Consequence 2: synchronized used to pin virtual threads (largely fixed in Java 24)
In Java 21–23, when a virtual thread entered a synchronized block and then blocked (e.g. inside synchronized(x) { networkCall(); }), it would pin itself to the underlying carrier OS thread for the entire duration of the synchronized region. This defeated the cheap-blocking advantage of virtual threads — if all your carrier threads were pinned, no other virtual threads could make progress.
This drove a recommendation: prefer ReentrantLock over synchronized, because ReentrantLock correctly parks the virtual thread.
JEP 491 (Java 24) changed the JVM so synchronized no longer pins virtual threads in almost all cases. As of Java 24+, the practical difference between synchronized and ReentrantLock for virtual threads is negligible.

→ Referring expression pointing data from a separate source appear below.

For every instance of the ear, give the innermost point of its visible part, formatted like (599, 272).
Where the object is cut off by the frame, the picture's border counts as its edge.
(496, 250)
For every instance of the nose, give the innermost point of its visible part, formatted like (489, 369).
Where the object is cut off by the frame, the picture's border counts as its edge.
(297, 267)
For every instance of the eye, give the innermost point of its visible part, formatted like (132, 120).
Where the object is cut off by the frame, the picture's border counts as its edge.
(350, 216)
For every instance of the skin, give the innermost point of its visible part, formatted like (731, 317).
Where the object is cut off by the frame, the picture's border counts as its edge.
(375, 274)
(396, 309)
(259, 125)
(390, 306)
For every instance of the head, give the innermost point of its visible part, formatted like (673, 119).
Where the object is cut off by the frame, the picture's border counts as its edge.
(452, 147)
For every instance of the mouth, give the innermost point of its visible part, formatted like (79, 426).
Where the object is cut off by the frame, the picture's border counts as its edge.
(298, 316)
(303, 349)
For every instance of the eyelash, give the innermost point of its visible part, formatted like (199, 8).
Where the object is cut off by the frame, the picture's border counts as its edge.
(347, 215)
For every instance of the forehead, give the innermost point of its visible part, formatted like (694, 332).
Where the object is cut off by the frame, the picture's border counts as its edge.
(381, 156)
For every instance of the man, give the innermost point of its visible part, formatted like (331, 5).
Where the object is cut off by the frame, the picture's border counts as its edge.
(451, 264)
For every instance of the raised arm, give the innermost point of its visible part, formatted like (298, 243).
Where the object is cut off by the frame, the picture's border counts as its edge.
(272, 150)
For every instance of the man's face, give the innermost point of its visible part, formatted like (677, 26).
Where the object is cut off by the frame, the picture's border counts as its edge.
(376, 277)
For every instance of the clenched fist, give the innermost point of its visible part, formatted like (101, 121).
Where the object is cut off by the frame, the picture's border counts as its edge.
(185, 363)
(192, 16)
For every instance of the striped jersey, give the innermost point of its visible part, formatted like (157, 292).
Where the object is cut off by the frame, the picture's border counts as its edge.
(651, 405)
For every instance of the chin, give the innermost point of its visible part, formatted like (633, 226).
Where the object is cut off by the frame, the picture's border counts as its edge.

Consequence 3: collection choice still matters
Even with JEP 491 unblocking synchronized, contention is real:
- Avoid
Collections.synchronizedMap(new HashMap<>())for shared state across many virtual threads — a million threads serializing on one monitor is a throughput collapse, regardless of pinning. - Prefer
ConcurrentHashMap— lock striping spreads contention across many bins. - For unbounded producer-consumer:
ConcurrentLinkedQueue(lock-free) is often the right choice when virtual threads play both producer and consumer roles. - For bounded backpressure:
LinkedBlockingQueuestill works — the blocking semantics now compose cleanly with virtual threads (block freely, no carrier cost).
Concrete example
// Server using virtual thread per request + concurrent collections
ConcurrentHashMap<String, Session> sessions = new ConcurrentHashMap<>();
try (var exec = Executors.newVirtualThreadPerTaskExecutor()) {
while (running) {
Socket s = serverSocket.accept();
exec.submit(() -> {
Session session = sessions.computeIfAbsent(s.getRemoteSocketAddress().toString(),
Session::new);
handle(s, session); // blocks on I/O, no carrier cost
});
}
}
No pool sizing, no queue, no ThreadLocal plumbing. The virtual thread per task model + concurrent collections is most of what you need.